One side of his mouth quirked up—the normal version of the Kincaid smile. “Decide what you want, Mel. And that’s all I got to say on the subject.” He turned and disappeared down the hallway. In a couple of seconds, Melissa heard the back door open and then click shut again.

Well, that was oblique.

Except the more she thought about it, the more sense his comment made. She hadn’t discussed with them the conclusions she’d reached about her relationships, so Mirren and Glory probably thought she still was torn between Cage and Mark.

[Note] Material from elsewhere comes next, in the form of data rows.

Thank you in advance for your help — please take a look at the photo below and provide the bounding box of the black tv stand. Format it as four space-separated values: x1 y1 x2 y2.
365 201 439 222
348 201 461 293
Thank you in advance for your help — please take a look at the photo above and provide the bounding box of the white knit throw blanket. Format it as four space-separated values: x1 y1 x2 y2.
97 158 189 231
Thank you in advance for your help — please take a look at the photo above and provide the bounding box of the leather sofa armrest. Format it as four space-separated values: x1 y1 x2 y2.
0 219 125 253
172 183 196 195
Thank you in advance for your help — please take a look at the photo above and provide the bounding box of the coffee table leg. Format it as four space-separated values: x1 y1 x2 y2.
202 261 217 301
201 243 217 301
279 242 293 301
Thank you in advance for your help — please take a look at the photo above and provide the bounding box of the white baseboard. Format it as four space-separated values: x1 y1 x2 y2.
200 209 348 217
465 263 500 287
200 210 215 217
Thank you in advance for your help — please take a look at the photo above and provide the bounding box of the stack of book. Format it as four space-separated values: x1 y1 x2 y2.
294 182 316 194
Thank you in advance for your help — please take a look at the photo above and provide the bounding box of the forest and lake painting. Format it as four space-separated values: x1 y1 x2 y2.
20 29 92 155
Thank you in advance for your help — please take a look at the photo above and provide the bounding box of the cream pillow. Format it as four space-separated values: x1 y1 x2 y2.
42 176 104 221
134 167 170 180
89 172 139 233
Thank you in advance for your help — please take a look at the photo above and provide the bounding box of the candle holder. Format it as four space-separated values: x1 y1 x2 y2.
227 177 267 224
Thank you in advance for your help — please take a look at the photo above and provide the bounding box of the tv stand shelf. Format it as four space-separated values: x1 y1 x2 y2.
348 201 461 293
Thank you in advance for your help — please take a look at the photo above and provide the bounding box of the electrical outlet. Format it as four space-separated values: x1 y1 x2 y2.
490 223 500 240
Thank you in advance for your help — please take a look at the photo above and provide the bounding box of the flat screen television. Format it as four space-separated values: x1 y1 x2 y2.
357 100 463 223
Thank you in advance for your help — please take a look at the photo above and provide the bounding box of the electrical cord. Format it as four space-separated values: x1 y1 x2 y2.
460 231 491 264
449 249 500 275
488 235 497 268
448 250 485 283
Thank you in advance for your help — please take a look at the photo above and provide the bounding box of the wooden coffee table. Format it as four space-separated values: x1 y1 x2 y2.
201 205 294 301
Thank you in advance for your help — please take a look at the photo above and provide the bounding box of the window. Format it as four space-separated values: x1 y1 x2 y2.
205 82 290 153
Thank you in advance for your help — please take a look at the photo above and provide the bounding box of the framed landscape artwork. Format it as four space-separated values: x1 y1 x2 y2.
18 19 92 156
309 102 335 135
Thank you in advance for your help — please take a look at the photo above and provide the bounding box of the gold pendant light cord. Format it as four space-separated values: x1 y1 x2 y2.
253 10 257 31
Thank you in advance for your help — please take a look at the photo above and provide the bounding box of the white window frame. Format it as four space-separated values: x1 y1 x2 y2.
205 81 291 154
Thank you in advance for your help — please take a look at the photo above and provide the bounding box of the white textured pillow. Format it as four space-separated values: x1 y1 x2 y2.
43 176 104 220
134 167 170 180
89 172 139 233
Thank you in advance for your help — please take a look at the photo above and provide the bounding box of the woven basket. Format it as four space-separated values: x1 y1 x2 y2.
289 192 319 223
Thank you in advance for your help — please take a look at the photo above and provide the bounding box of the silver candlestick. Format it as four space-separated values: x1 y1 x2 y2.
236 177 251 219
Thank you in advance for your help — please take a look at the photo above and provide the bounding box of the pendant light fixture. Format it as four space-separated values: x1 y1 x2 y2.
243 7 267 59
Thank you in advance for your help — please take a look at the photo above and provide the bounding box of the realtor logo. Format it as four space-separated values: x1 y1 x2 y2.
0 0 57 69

That question, she’d finally answered. The one that remained was whether she could get over Mark. Until tonight, when he’d hinted that he and Britta were getting close, the possibility that he might love someone else hadn’t occurred to her. Until tonight, she’d taken for granted that if she ever decided to try again with him, he’d be there. It had been unfair to him and naive of her.

Until tonight, she’d thought she could walk away from Mark first to spare herself the agony of his eventual rejection. Now, she wasn’t so sure. The thought of him with someone else tangled her heart in knots. He was still a part of her; she’d just been too fearful to admit it.

Melissa shuffled down the hall into the back bedroom on the left, pulled out clean jeans and a sweater, and stopped at the drawer of lingerie. She usually didn’t bother with the sexy stuff anymore; it wasn’t like anyone saw them. But tonight . . . well, tonight everyone was tired, but at dusk tomorrow, maybe she and Cage could figure things out and lingerie might help.

She wanted him to see her as a woman, not a pathetic newbie vampire who needed him as a security blanket. Unless he saw her as a woman, whole and healthy, neither of them would know if they were together because of natural attraction or because she was needy and he had a savior complex.

And women who wanted to attract a man didn’t wear old university sweatshirts to bed.

Opening the drawer of the utilitarian wooden chest, identical to the one in every community house on the block, Melissa fingered the sheer dark-blue fabric of a negligee, closing her eyes as she remembered the first time she’d worn it. She’d liked the black one better, or even the red one, but she’d bought this color because Mark loved the way she looked in it. She’d worn it no more than fifteen minutes before he had slid the straps off her shoulders and left it in a heap on the bedroom floor.